Encontrar

記事
· 2025年3月1日 7m read

IRIS Vector Search for Matching Companies and Climate Action

Hey, community! 👋

We are a team of Stanford students applying technology to make sense of climate action. AI excites us because we know we can quickly analyze huge amounts of text.

As we require more reports on sustainability, such as responsibility reports and financial statements, it can be challenging to cut through the noise of aspirations and get to the real action: what are companies doing

That’s why we built a tool to match companies with climate actions scraped from company sustainability reports.

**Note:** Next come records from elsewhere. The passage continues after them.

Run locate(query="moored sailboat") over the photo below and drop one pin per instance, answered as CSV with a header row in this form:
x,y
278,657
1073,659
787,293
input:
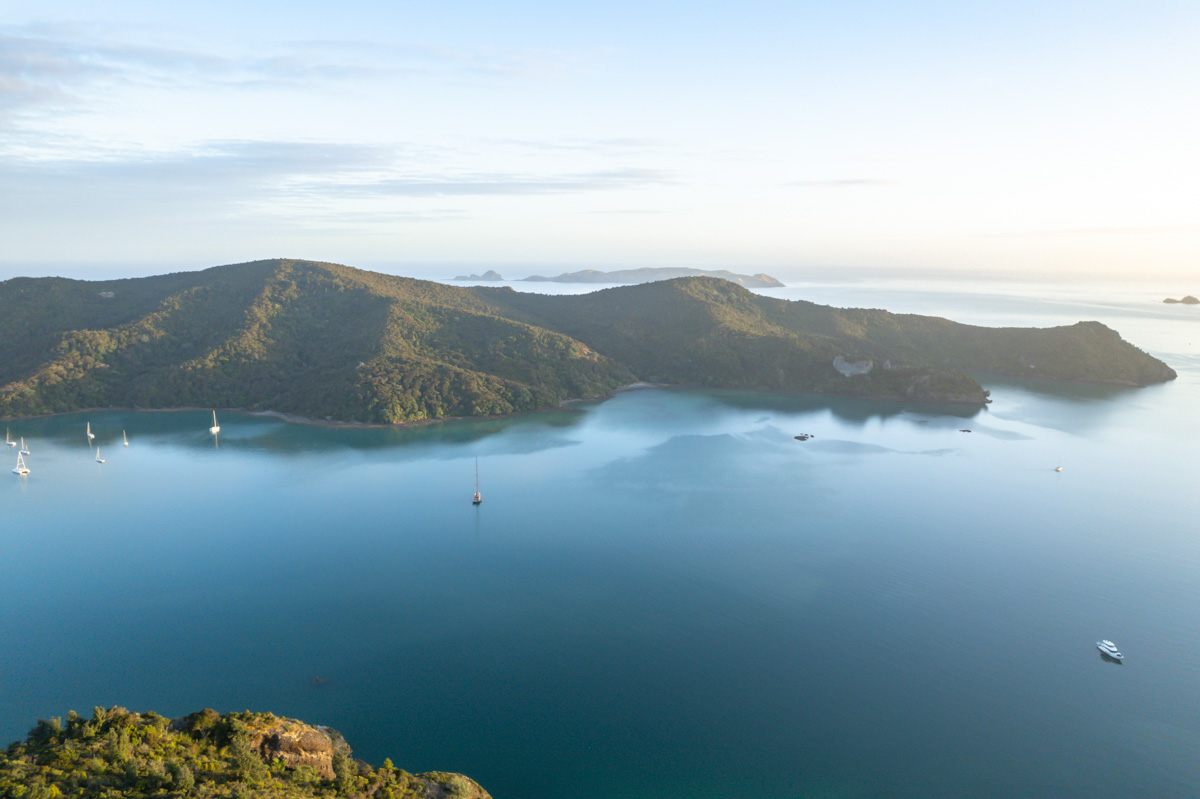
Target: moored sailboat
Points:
x,y
478,498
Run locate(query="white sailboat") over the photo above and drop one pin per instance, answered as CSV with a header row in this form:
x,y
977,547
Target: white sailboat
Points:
x,y
478,498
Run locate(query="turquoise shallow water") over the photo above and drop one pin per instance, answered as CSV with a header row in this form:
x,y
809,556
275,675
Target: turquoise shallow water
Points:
x,y
664,594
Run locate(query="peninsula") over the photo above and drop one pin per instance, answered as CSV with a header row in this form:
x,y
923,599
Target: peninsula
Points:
x,y
651,274
337,343
120,754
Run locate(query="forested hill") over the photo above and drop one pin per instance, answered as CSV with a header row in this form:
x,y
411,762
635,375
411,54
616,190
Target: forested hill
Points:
x,y
334,342
120,755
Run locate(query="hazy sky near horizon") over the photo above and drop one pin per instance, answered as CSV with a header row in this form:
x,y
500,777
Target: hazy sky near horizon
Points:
x,y
1014,138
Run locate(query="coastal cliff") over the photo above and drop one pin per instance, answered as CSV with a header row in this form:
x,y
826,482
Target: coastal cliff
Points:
x,y
246,755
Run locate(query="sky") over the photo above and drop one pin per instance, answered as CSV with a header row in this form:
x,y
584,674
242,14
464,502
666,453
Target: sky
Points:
x,y
955,137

In this post, we’ll show you how to implement this tool as a chatbot interfacing with an InterSystems IRIS vector database.

  • Step 1: Setup
  • Step 2: Create database table
  • Step 3: Embed content and populate database
  • Step 4: Use vector search with user input
  • Step 5: Find climate actions

Step 1: Setup

Make sure to download Docker and then follow the InterSystems community hackathon start guide. The guide walks you through creating a new database container and connecting to the locally hosted web database portal. Navigate to http://localhost:52773/csp/sys/UtilHome.csp and use the credentials username: demo, password: demo to login.

Step 2: Create database table

Now, for the fun part!

First, we use Python to create the database to store our text chunks. We use the following script:

import pandas as pd
import numpy as np
import iris
import time
import os

### Vector Database Setup
username = "demo"
password = "demo"
hostname = os.getenv("IRIS_HOSTNAME", "localhost")
port = "1972"
namespace = "USER"
CONNECTION_STRING = f"{hostname}:{port}/{namespace}"
print(CONNECTION_STRING)

### Connect to IRIS
conn = iris.connect(CONNECTION_STRING, username, password)
cursor = conn.cursor()

### Create new table. Replace BASLABS to your prefix.
embedTableName = "BASLABS.ClimateReportsEmbed"
tableDefinition = """
( 
source_url VARCHAR(1000),
page INT,
total_pages INT,
content VARCHAR(5000), 
content_embedding VECTOR(DOUBLE, 384)
)
"""

### Re-create if table already exists
if CREATE_TABLE:
    try:
        cursor.execute(f"DROP TABLE {embedTableName}")
    except:
        pass
    cursor.execute(f"CREATE TABLE {embedTableName} {tableDefinition}")
  • We use iris.connect to create an SQL conn instance in Python and connect to the database. We can then use the cursor object to perform create/read/update/delete operations within the database.
  • We define the table structure as a string in the variable tableDefinition. Notably, we include a content_embedding field of type VECTOR(DOUBLE, 384). You must make sure that the number matches the dimension of your text embeddings. In this project, we are using 384 to match the “all-MiniLM-L6-v2” embedding model from the SentenceTransformers package.
  • Finally, we use cursor.execute to create the table.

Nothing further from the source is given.